Ela possui um rico acervo que pode ser utilizado para publicação de um livro, o qual seria um documento para a posteridade da obra do artista. Mas, ainda é hora de reparar este descaso e salvar este acervo tão importante para nossa memória cultural e a história da arte baiana.

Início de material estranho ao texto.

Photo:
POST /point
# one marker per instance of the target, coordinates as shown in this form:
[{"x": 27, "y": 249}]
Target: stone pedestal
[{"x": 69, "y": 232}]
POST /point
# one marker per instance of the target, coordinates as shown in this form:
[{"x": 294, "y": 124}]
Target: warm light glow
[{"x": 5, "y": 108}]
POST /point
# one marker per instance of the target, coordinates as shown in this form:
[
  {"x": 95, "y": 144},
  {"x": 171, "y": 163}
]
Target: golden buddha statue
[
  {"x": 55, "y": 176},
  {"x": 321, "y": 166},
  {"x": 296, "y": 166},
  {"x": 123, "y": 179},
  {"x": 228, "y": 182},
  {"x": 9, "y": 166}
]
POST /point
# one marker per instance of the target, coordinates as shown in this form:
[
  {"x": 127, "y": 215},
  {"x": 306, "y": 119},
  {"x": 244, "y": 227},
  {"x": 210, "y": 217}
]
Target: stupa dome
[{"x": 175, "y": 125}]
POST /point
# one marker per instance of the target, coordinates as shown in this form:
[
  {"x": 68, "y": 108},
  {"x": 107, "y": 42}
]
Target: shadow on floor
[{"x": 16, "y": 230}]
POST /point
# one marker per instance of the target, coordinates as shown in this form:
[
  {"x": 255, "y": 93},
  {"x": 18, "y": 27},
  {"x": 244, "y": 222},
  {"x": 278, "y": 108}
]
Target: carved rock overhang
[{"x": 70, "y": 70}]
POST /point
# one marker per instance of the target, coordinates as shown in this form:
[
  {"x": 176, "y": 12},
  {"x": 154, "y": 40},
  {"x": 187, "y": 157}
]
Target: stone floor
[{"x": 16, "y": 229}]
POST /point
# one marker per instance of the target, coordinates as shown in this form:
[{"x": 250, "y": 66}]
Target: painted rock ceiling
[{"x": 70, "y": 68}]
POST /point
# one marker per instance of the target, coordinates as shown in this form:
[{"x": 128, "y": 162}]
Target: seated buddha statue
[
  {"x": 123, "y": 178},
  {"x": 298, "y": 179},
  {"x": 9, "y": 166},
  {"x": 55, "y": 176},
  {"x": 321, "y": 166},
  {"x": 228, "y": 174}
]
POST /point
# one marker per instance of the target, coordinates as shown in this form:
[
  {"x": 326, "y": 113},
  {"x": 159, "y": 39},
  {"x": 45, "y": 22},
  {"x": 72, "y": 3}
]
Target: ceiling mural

                                                            ORIGEM DOS TAPETES

Os tapetes teriam origem na Pérsia, onde hoje está o Irã. A arte da tapeçaria alcançou sua perfeição a partir do século XV em Arras, cidade que então pertencia a Flandres e hoje está em território francês. As tapeçarias ficaram tão famosas que o nome da cidade tornou-se também o nome do próprio tecido e de um ponto de tapeçaria. As cidades de Antuérpia, Bruxelas, Bruges, Lile, Tournai e Valenciennes desenvolveram muito a tapeçaria, e os governos passaram a controlar a produção. Já no século XVII, o rei da França ajudou a família Gobelin a fundar uma fábrica de tapeçarias, nas instalações de sua tinturaria em Paris.
Na América do Sul, os índios peruanos produziam belos tapetes, antes da trágica colonizaçãoespanhola.Na França, em pleno século XX, os famosos artistas Pablo Picasso, Joan Miró e Henri Matisse desenharam cartões destinados a tapeçarias. A lã e a fibra principal utilizada na fabricação dos tapetes, e os efeitos com este material natural custam mais caros porque são mais macios e atraentes.
Destacam-se hoje os famosos tapetes persas, tão disputados, e que enfeitam as residências de nobres e capitalistas abonados. São feitos a mão, e alcançam preços estratosféricos.Uma das razões do preço alto é que os orientais têm desenhos complicados e levam muito tempo para serem trançados manualmente.

                                                               QUEM ERA

O artista Genaro de Carvalho, natural de Salvador em 10 de novembro de 1926, na rua da Gamboa de Cima.Faleceu em 2 de julho de 1971. Era filho do pintor Carlos Alberto de Carvalho. Fez sua primeira exposição em 1944, integrando o movimento de renovação, juntamente com Mário Cravo Júnior, Jenner Augusto, Carlos Bastos e Carybé.
Ele tinha uma doença incurável, um aneurisma, de origem hereditária, detectada quando completara 17 anos.Poucos sabiam que era portador desta doença, que já tinha matado o seu avô, e ano depois suas duas filhas, nascidas de dois relacionamentos anteriores: Ana Amélia Menezes de Carvalho, baiana, que morreu com cerca de 20 anos de idade, em 1974; e Nicole Poussac, francesa, morreu com 40 anos, há cerca de 12 anos. Não teve filhos com Nair de Carvalho. Ele morreu aos 44 anos de idade, e ao ficar viúva, Nair casou-se com o executivo suíço Wolfgang Janstein, morto no acidente da Tam, em são Paulo, em 1996.